Puis, l’ACEUM et ses règles beaucoup plus strictes en matière de commerce et de travail sont entrées en jeu.

Une disposition spéciale de l’accord appelée le mécanisme syndical de réponse rapide, qui est propre à chaque entreprise et défendue par les démocrates américains, a accentué les pressions exercées sur les entreprises mexicaines pour qu’elles soutiennent la mise en œuvre de la réforme du travail. Ce mécanisme novateur permet à une partie de déposer une plainte directe et de demander une enquête indépendante à un groupe d’experts du droit du travail si elle estime qu’une entreprise porte atteinte aux droits des travailleuses et travailleurs de former des syndicats et de participer à des négociations collectives dans une entreprise spécifique. Les sanctions prévues pour une telle ingérence comprennent une interdiction totale au chapitre des exportations.

L’usine de Silao est l’un des nombreux milieux de travail où le mécanisme syndical de réponse rapide a été appliqué, à la suite d’accusations de falsification des votes, de truquage des bulletins de vote et d’intimidation des travailleurs par le syndicat de l’ancienne garde lors des premiers votes de légitimation.

Les 6 300 travailleuses et travailleurs de l’automobile de Silao ont non seulement utilisé la plateforme d’un vote libre, équitable et secret pour rejeter massivement le syndicat corrompu, mais ils ont également élu le SINTTIA, un syndicat indépendant, pour les représenter à la table de négociation avec General Motors et obtenir leur première convention collective équitable.

Cette nouvelle convention de 2 ans, ratifiée par les travailleurs de l’usine la semaine dernière, comprend une hausse salariale de 8,5 %, une amélioration considérable par rapport à la hausse de 3,5 % offerte initialement par l’entreprise. En plus des autres avantages prévus dans la convention, l’augmentation totale s’élève à 13,8 %. La nouvelle convention collective a reçu un soutien retentissant : 85 % des travailleuses et travailleurs qui ont voté se sont prononcés en faveur de sa ratification.

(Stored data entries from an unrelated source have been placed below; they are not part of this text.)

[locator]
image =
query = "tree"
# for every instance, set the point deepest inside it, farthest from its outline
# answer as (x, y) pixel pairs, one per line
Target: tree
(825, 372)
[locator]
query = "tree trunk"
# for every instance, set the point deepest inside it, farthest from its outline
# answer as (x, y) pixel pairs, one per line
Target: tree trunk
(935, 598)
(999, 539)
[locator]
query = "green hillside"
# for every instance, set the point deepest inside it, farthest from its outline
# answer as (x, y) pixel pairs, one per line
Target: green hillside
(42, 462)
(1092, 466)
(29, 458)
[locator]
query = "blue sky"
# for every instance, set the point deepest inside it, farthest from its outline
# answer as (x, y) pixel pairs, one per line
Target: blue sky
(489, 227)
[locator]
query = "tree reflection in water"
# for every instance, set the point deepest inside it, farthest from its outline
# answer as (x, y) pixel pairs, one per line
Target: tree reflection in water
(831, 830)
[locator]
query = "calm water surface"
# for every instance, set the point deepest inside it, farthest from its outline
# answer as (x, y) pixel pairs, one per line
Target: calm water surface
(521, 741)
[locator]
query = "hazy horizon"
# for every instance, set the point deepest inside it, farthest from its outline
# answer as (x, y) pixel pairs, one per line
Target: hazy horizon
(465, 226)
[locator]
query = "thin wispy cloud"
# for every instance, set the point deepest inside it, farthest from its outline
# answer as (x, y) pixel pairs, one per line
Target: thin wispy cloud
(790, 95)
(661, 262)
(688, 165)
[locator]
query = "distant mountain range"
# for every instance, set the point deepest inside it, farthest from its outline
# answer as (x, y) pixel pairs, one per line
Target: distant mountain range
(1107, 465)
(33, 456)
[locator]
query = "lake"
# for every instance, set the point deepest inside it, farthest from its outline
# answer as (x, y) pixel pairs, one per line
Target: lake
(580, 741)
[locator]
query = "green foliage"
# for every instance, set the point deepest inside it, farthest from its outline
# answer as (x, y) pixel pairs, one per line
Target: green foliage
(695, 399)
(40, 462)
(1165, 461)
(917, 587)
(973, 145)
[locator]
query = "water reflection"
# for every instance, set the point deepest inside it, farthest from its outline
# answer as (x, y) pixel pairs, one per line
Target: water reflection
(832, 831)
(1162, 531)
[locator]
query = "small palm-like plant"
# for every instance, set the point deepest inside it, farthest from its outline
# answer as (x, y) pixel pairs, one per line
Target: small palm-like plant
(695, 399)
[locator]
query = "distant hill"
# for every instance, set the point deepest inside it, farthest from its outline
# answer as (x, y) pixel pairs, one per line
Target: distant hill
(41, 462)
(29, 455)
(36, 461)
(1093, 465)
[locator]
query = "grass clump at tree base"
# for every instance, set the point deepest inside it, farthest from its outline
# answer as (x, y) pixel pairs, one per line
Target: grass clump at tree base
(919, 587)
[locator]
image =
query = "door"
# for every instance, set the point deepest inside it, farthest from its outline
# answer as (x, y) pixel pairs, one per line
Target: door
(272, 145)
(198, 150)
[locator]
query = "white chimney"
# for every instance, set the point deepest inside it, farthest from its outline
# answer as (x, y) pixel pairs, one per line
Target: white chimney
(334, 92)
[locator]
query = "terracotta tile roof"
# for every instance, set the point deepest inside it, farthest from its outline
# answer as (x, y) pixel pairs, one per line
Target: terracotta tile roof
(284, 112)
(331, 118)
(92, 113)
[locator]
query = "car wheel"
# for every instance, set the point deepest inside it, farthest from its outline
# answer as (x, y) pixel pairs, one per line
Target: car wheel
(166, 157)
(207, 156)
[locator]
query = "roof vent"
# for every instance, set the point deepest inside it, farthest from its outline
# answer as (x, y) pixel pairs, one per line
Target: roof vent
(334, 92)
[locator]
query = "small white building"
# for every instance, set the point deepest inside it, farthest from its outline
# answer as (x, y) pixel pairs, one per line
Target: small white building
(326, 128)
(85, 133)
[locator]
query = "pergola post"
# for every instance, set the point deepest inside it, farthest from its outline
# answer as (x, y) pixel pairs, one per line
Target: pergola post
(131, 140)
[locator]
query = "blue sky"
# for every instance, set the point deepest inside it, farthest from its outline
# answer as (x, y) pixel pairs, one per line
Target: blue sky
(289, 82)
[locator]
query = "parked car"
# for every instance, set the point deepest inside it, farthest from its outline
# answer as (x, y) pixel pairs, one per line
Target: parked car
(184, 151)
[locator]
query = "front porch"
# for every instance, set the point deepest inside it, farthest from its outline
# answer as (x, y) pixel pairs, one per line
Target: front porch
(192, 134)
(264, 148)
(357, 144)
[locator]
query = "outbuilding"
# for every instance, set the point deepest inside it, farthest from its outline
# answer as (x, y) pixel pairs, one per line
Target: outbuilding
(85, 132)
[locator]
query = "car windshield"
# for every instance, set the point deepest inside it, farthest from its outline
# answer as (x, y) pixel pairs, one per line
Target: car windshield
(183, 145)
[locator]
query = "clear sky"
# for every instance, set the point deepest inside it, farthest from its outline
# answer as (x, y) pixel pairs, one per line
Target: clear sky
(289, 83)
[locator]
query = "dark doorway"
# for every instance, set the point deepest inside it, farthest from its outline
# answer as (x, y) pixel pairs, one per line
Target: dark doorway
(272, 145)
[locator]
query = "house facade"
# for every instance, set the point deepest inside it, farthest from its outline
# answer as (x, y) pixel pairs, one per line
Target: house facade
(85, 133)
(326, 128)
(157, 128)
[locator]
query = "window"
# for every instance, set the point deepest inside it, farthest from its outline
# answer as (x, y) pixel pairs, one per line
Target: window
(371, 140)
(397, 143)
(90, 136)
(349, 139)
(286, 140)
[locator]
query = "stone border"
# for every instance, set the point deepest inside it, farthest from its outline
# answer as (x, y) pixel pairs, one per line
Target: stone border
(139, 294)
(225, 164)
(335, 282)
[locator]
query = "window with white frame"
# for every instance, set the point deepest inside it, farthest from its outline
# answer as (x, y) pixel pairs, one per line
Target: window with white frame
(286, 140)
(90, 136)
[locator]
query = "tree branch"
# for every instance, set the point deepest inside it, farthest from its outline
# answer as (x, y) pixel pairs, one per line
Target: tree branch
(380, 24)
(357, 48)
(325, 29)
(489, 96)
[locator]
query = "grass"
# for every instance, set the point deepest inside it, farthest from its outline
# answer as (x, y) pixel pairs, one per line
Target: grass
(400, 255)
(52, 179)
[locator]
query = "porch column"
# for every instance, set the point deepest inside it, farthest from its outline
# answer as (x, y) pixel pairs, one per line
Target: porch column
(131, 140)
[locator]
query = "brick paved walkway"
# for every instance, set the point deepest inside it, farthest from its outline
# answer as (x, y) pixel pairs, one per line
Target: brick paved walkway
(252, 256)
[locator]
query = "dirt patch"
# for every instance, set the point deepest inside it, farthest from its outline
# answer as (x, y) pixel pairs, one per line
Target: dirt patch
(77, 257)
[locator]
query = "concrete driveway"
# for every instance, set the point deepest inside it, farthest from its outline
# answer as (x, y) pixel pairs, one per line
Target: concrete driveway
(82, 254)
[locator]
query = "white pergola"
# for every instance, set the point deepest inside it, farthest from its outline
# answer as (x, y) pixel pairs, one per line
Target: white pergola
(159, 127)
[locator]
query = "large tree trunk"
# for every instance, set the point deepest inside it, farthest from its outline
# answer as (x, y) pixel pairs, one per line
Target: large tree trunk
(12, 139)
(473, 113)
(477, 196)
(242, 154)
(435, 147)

Les travailleurs mexicains font toujours face à des défis de taille, et des dizaines de milliers de contrats de protection sont encore en vigueur au pays. La victoire des travailleuses et travailleurs de Silao constitue toutefois un signal fort pour les employeurs et les autres travailleurs, qui savent qu’ils peuvent contester les conditions de leurs anciennes ententes et qu’un changement positif est possible pour les travailleurs mexicains.

Le mécanisme syndical de réponse rapide offre également un nouveau cadre prometteur pour les conflits de travail, lequel pourrait être adopté dans d’autres accords de libre-échange afin de garantir que la hausse des échanges commerciaux et des investissements ne se fasse pas au détriment des droits fondamentaux de la personne.

Angelo DiCaro est directeur du Service de recherche d’Unifor, le plus grand syndicat du secteur privé au Canada. Laura Macdonald est professeure au département de sciences politiques de l’Université Carleton.